The venerable tradition of Shakespeare-behind-bars is upheld by the equally venerable Paolo and Vittorio Taviani. Shooting inside the walls of Rome’s high-security Rebibbia Prison, the Tavianis collaborate with a troupe of inmates on a production of Julius Caesar. Or do they? It’s not as simple as it sounds. The brothers, working closely with the institution’s theater director Fabio Cavalli, have scripted and staged the audition, casting, and rehearsal processes, and have their cameras rolling as a performance unfolds before a civilian audience.

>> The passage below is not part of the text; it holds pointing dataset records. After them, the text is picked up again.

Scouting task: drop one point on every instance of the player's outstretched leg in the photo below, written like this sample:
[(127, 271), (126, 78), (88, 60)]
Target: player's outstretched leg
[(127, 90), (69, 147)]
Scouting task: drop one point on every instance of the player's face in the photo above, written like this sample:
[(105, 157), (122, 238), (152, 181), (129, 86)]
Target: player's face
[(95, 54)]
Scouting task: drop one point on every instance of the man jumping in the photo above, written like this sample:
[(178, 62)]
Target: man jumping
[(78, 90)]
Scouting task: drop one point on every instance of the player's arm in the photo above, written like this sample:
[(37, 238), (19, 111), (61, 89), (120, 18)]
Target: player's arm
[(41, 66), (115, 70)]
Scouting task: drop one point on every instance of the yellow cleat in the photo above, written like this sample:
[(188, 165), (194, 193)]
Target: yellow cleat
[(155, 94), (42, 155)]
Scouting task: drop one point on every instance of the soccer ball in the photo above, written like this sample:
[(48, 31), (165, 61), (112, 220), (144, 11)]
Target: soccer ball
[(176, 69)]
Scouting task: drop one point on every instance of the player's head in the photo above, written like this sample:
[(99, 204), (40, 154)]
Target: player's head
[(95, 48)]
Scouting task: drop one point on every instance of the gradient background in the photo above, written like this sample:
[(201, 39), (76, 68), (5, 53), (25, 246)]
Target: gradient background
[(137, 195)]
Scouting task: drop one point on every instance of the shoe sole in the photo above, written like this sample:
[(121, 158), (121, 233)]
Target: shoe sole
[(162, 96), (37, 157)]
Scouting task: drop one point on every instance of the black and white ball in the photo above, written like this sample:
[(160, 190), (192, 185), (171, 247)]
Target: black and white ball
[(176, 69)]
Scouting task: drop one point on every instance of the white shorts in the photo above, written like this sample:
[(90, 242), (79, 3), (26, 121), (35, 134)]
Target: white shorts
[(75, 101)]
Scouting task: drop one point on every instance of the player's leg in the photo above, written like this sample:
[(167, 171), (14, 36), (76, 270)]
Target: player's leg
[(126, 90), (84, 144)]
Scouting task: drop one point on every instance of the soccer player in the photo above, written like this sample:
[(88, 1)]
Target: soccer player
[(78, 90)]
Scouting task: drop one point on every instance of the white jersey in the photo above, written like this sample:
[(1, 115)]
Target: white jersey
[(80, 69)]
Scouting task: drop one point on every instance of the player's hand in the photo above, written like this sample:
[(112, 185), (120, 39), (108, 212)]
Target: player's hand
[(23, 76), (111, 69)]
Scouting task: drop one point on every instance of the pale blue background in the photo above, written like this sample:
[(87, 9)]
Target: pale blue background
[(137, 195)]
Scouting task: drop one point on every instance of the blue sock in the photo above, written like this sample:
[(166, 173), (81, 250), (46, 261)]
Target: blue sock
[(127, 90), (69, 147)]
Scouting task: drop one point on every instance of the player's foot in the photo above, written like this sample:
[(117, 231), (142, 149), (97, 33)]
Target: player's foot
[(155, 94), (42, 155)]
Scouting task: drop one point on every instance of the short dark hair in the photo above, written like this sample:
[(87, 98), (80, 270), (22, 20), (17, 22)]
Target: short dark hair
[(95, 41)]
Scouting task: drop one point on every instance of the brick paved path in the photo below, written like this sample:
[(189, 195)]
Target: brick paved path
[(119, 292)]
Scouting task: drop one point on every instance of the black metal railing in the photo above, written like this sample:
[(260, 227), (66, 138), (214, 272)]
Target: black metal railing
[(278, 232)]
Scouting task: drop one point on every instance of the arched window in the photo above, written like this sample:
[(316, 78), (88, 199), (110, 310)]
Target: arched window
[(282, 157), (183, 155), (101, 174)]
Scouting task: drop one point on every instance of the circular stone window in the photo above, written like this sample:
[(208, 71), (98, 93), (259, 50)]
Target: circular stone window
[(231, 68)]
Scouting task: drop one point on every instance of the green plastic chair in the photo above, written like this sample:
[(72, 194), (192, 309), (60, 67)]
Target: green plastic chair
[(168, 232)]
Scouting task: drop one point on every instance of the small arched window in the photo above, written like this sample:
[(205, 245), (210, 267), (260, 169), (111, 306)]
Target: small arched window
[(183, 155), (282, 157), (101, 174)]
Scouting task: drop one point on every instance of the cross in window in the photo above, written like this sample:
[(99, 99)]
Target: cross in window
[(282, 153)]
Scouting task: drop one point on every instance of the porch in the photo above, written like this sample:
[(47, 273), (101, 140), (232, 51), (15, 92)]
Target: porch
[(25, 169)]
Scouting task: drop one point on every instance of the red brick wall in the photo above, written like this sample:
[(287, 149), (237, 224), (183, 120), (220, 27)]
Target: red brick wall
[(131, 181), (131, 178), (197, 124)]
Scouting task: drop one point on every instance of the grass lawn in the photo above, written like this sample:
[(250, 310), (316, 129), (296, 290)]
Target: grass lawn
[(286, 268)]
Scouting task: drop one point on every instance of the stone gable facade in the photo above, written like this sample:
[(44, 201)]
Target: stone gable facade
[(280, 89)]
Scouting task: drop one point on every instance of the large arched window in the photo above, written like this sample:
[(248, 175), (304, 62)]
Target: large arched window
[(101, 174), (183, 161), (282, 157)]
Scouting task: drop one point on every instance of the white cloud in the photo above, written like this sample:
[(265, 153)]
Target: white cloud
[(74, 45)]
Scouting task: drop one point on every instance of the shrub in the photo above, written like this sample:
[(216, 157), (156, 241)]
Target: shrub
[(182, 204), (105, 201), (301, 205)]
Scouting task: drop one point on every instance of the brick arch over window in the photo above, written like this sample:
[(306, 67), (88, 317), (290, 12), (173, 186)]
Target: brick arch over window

The project’s documentary-style beginning and end, shot in color, are offset by an arty black-and-white midsection—a veritable film within the film. Here, as the inmates act out their roles, moving freely about the stark and brutal prison architecture, the substance of the play and the reality of their circumstances merge in uncanny, sometimes ironic ways. Passions flare as the case for the honorable murder of Caesar is made. The words are Shakespeare’s, but they take on a heightened meaning when the actors happen to be killers serving life sentences.
The liberal desire for prison reform, with its intrinsic belief that criminals can be rehabilitated in part through access to high art and culture, doesn’t sit particularly well with the Tavianis. Aristotle taught that the practice of drama can provide for catharsis. One inmate, in the final moment of the film, begs to differ: “Since I got to know art, this cell has become a prison.”